The amendment itself did not specify whether it would apply retroactively. On March 31, 2016, the United States District Court for the Northern District of California ruled that the amendment does apply retroactively, and dismissed a lawsuit that was filed in 2014 (Silver v. Pennsylvania Higher Education Assistance Agency, USDC N.D. Cal. 14-cv-00652 PJH). Specifically, in the Silver case, a putative class action was brought against a federal student loan servicer, alleging violations of the TCPA based on alleged automated collection calls. In dismissing the action, the Silver court examined previous Supreme Court precedent on the issue of retroactive application of congressional amendments, specifically the 1994 case, Landgraf v. USI Film Products. The Silver court found that retroactive applicability of the amendment would not impair the plaintiff’s rights, and that “the amendment actually decreases liability for past conduct.”

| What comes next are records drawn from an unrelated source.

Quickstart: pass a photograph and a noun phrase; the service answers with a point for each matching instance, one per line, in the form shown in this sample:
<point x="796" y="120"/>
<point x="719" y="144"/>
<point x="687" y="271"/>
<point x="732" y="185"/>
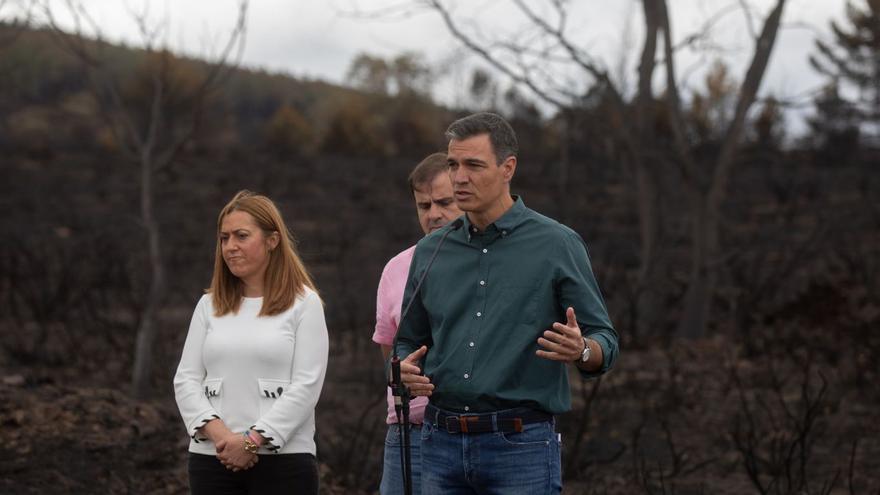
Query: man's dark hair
<point x="429" y="168"/>
<point x="500" y="133"/>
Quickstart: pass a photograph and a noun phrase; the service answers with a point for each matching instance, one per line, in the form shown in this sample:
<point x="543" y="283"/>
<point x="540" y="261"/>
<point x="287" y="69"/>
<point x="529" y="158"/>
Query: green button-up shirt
<point x="488" y="297"/>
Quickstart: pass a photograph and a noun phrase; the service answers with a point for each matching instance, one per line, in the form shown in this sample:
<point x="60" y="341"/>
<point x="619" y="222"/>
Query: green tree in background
<point x="852" y="60"/>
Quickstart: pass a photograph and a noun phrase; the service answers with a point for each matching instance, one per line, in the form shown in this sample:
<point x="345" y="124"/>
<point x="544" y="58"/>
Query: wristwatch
<point x="585" y="355"/>
<point x="250" y="445"/>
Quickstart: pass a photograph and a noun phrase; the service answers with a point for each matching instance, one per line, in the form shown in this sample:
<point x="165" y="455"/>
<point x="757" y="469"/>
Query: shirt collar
<point x="507" y="223"/>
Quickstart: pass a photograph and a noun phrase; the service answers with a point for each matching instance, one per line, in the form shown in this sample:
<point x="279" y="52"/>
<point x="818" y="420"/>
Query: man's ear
<point x="508" y="168"/>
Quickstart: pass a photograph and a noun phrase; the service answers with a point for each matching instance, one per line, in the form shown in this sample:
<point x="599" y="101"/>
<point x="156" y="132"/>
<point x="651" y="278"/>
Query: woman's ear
<point x="273" y="240"/>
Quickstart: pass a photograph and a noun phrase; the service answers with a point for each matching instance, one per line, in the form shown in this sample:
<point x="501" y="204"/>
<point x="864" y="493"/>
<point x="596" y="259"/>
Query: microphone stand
<point x="398" y="389"/>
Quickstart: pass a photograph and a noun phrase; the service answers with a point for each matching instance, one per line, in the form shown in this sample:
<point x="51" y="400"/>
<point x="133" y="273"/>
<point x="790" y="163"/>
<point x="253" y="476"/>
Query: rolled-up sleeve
<point x="578" y="288"/>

Although district court opinions like Silver do not carry the same precedential value as appellate opinions from the Circuit Courts of Appeals or United States Supreme Court, this opinion could carry great weight, since it appears to be the only case in the country that has weighed in on the retroactivity of the recent TCPA amendment. Further, although this case discusses federal student lending, and not mortgages backed or owned by the various government-sponsored entities, this opinion has potential application to other TCPA cases brought against lenders and servicers of federally mortgage-backed loans, even if those cases were filed before the amendment’s effective date.